Objective: To compare the outcome between operated and non-operated brainstem cavernomas.
Method: Clinical and radiological data of 30 patients harboring 35 brainstem cavernomas were retrospectively reviewed. The mean follow-up period was 47 months. Relationship between the cavernoma and the pi maer was graded. The histology of each operative case was systematically confirmed. The Karnofsky mean score was calculated at admission and at the end of the follow-up period. Patients were classified in three groups according to their outcome grade (Group I=good; Group II=unchanged; Group III=worse). We compared the outcome between operated and non-operated patients. For operated cases, we found several factors of poor outcome. Statistical tests used to compare the groups of patients were Yates modified chi(2) with calculation of the exact probability. Chosen risk was 5%.

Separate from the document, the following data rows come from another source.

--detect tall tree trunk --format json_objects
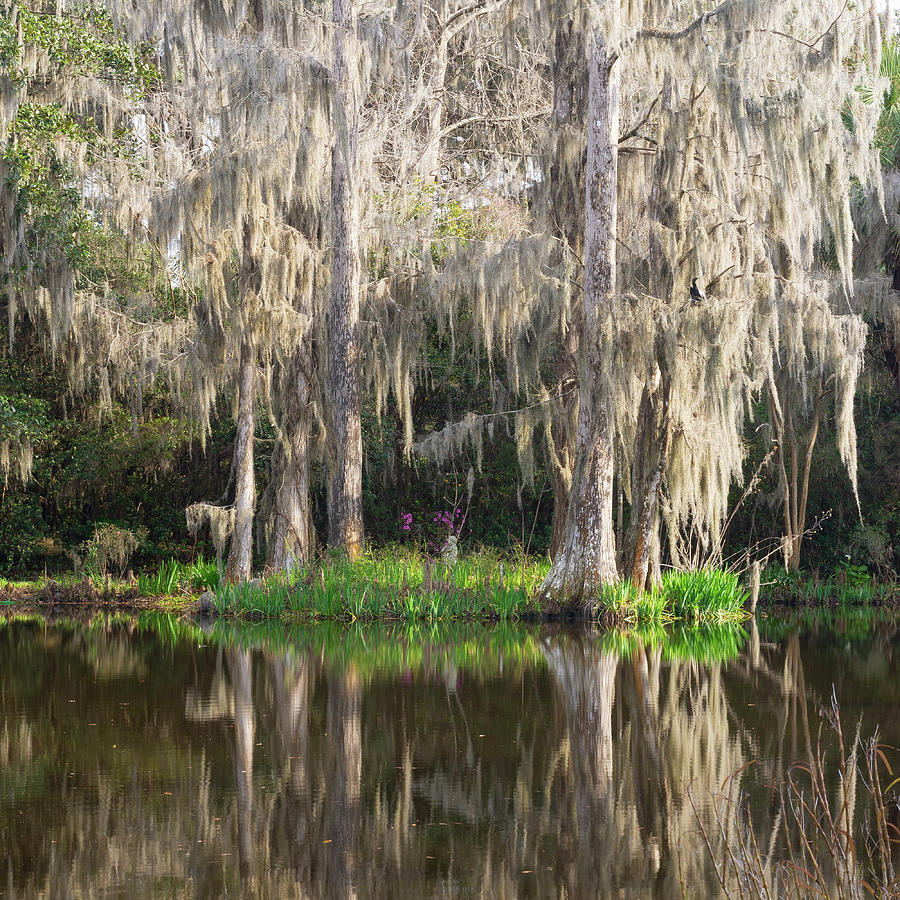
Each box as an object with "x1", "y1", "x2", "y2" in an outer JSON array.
[
  {"x1": 886, "y1": 259, "x2": 900, "y2": 395},
  {"x1": 539, "y1": 30, "x2": 619, "y2": 608},
  {"x1": 419, "y1": 35, "x2": 448, "y2": 182},
  {"x1": 549, "y1": 458, "x2": 572, "y2": 560},
  {"x1": 268, "y1": 344, "x2": 314, "y2": 571},
  {"x1": 546, "y1": 13, "x2": 586, "y2": 559},
  {"x1": 624, "y1": 359, "x2": 672, "y2": 589},
  {"x1": 549, "y1": 338, "x2": 578, "y2": 560},
  {"x1": 882, "y1": 321, "x2": 900, "y2": 396},
  {"x1": 328, "y1": 0, "x2": 364, "y2": 558},
  {"x1": 623, "y1": 74, "x2": 675, "y2": 587},
  {"x1": 226, "y1": 339, "x2": 256, "y2": 582}
]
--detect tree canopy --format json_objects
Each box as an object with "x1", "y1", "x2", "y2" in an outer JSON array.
[{"x1": 2, "y1": 0, "x2": 898, "y2": 598}]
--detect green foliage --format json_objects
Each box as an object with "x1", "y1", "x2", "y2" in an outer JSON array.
[
  {"x1": 759, "y1": 561, "x2": 897, "y2": 606},
  {"x1": 0, "y1": 340, "x2": 219, "y2": 571},
  {"x1": 0, "y1": 392, "x2": 49, "y2": 484},
  {"x1": 0, "y1": 3, "x2": 162, "y2": 92},
  {"x1": 0, "y1": 2, "x2": 163, "y2": 289},
  {"x1": 187, "y1": 555, "x2": 220, "y2": 592},
  {"x1": 0, "y1": 493, "x2": 46, "y2": 569},
  {"x1": 660, "y1": 568, "x2": 749, "y2": 621},
  {"x1": 137, "y1": 555, "x2": 220, "y2": 597},
  {"x1": 856, "y1": 35, "x2": 900, "y2": 167},
  {"x1": 593, "y1": 569, "x2": 748, "y2": 624},
  {"x1": 372, "y1": 178, "x2": 501, "y2": 269},
  {"x1": 0, "y1": 392, "x2": 48, "y2": 440},
  {"x1": 209, "y1": 547, "x2": 546, "y2": 623}
]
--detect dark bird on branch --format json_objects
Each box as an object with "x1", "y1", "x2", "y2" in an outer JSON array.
[{"x1": 690, "y1": 278, "x2": 706, "y2": 306}]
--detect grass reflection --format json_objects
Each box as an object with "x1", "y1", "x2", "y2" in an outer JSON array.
[
  {"x1": 600, "y1": 621, "x2": 749, "y2": 662},
  {"x1": 758, "y1": 606, "x2": 900, "y2": 643},
  {"x1": 1, "y1": 609, "x2": 750, "y2": 669}
]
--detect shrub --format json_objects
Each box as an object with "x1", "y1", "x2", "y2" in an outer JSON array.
[{"x1": 72, "y1": 523, "x2": 142, "y2": 577}]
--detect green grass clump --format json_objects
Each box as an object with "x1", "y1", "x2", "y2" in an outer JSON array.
[
  {"x1": 138, "y1": 559, "x2": 180, "y2": 596},
  {"x1": 593, "y1": 568, "x2": 748, "y2": 624},
  {"x1": 595, "y1": 581, "x2": 670, "y2": 623},
  {"x1": 209, "y1": 546, "x2": 545, "y2": 623},
  {"x1": 4, "y1": 545, "x2": 754, "y2": 626},
  {"x1": 205, "y1": 552, "x2": 749, "y2": 625},
  {"x1": 187, "y1": 555, "x2": 220, "y2": 591},
  {"x1": 137, "y1": 555, "x2": 220, "y2": 598},
  {"x1": 659, "y1": 568, "x2": 748, "y2": 621}
]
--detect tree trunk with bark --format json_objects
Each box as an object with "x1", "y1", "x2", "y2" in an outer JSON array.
[
  {"x1": 268, "y1": 343, "x2": 314, "y2": 571},
  {"x1": 621, "y1": 74, "x2": 675, "y2": 587},
  {"x1": 327, "y1": 0, "x2": 364, "y2": 558},
  {"x1": 226, "y1": 339, "x2": 256, "y2": 582},
  {"x1": 624, "y1": 358, "x2": 672, "y2": 589},
  {"x1": 419, "y1": 36, "x2": 448, "y2": 182},
  {"x1": 539, "y1": 29, "x2": 619, "y2": 609},
  {"x1": 546, "y1": 13, "x2": 587, "y2": 560},
  {"x1": 549, "y1": 352, "x2": 578, "y2": 559},
  {"x1": 768, "y1": 371, "x2": 825, "y2": 572}
]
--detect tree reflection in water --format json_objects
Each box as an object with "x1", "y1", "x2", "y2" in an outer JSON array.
[
  {"x1": 543, "y1": 631, "x2": 752, "y2": 897},
  {"x1": 0, "y1": 615, "x2": 898, "y2": 898}
]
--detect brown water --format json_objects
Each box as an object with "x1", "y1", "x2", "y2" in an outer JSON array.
[{"x1": 1, "y1": 613, "x2": 898, "y2": 898}]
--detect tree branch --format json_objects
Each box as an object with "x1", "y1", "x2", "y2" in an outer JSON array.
[
  {"x1": 639, "y1": 2, "x2": 730, "y2": 41},
  {"x1": 438, "y1": 107, "x2": 550, "y2": 139},
  {"x1": 618, "y1": 92, "x2": 660, "y2": 144}
]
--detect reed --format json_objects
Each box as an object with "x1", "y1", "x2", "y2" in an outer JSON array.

Results: Thirty-eight percent of operated patients were permanently disabled after surgery whereas the same proportion was improved. None of the patients in the control group worsened at the mean 47-month follow-up despite the occurrence of two hemorrhagic events. Statistical study showed that treatment modality affected clinical outcome in these patients. Only patients presenting with multiple deficits and progressive neurological deterioration were improved with surgery. Surgical access through the floor of the fourth ventricle was correlated with a poor outcome. Partial removal of the cavernoma increased the risk of future hemorrhage.
Conclusion: Surgery showed no proof of its efficiency in the management of brainstem cavernomas at the end of the follow-up period. Indications of surgical treatment must be restricted to cases with a severe and progressive neurological deterioration.